Q: I sold an investment property as part of a 1031 exchange. I am interested in replacing the investment property with an apartment in New York City. However, I must live in the apartment for the first year before renting it out. I understand that I am not supposed to use a primary residence in the 1031 process but I really want this particular apartment. How can I make this transaction work?

A: This transaction would not qualify for Section 1031, Davis said. "You could seek a waiver from the apartment's homeowners association, but if you live in the apartment after its acquisition, the gain on the property sold would be taxable."

Q: I bought a condo last year and will be forced to sell it this fall because I must change jobs and move to a new city. I take it that this means that I will be unable to exclude the gain on the sale?

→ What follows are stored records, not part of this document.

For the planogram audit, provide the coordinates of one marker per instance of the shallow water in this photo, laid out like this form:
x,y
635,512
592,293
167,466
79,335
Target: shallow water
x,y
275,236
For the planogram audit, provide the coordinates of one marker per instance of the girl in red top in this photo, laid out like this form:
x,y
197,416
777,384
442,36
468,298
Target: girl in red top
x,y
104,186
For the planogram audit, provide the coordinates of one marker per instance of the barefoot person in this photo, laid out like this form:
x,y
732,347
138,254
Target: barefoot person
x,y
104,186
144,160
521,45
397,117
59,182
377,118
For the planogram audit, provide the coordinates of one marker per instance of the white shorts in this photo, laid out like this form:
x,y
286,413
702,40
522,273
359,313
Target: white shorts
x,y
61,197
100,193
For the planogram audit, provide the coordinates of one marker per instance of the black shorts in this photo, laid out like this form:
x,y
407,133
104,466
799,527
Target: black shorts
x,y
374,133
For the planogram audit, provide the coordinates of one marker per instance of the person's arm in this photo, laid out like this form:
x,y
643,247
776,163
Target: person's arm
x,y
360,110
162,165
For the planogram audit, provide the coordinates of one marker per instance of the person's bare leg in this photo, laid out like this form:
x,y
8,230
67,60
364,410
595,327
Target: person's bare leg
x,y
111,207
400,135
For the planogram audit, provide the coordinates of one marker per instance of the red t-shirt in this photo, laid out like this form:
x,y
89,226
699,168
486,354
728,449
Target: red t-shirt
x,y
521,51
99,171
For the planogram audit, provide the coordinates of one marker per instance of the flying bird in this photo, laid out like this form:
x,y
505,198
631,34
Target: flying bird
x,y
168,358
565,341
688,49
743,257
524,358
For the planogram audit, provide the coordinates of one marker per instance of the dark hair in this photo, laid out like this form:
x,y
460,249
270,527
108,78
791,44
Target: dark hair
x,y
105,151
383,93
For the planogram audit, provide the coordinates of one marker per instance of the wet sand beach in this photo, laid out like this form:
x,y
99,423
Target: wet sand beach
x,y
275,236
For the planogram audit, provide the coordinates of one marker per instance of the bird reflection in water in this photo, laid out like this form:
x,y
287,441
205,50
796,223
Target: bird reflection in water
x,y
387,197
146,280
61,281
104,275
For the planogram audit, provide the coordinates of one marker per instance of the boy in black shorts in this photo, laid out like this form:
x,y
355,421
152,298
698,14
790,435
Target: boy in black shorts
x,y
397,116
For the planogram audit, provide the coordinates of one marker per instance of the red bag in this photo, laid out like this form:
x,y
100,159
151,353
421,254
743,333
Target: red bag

A: Not necessarily so, says Davis. If you are forced to sell your principal residence before meeting the two-year minimum occupancy rule under IRS Code 121, you may still be eligible for a partial "hardship" exclusion of a gain. The amount of the gain you can exclude would be reduced by the percentage of time that you did not live in the home for two years, Davis said.

According to Davis, the reduced tax exclusion could apply if a change in your employment takes you at least 50 miles farther from your home than your former place of employment (or if you are unemployed, the distance between your new place of employment and the home you sold is at least 50 miles).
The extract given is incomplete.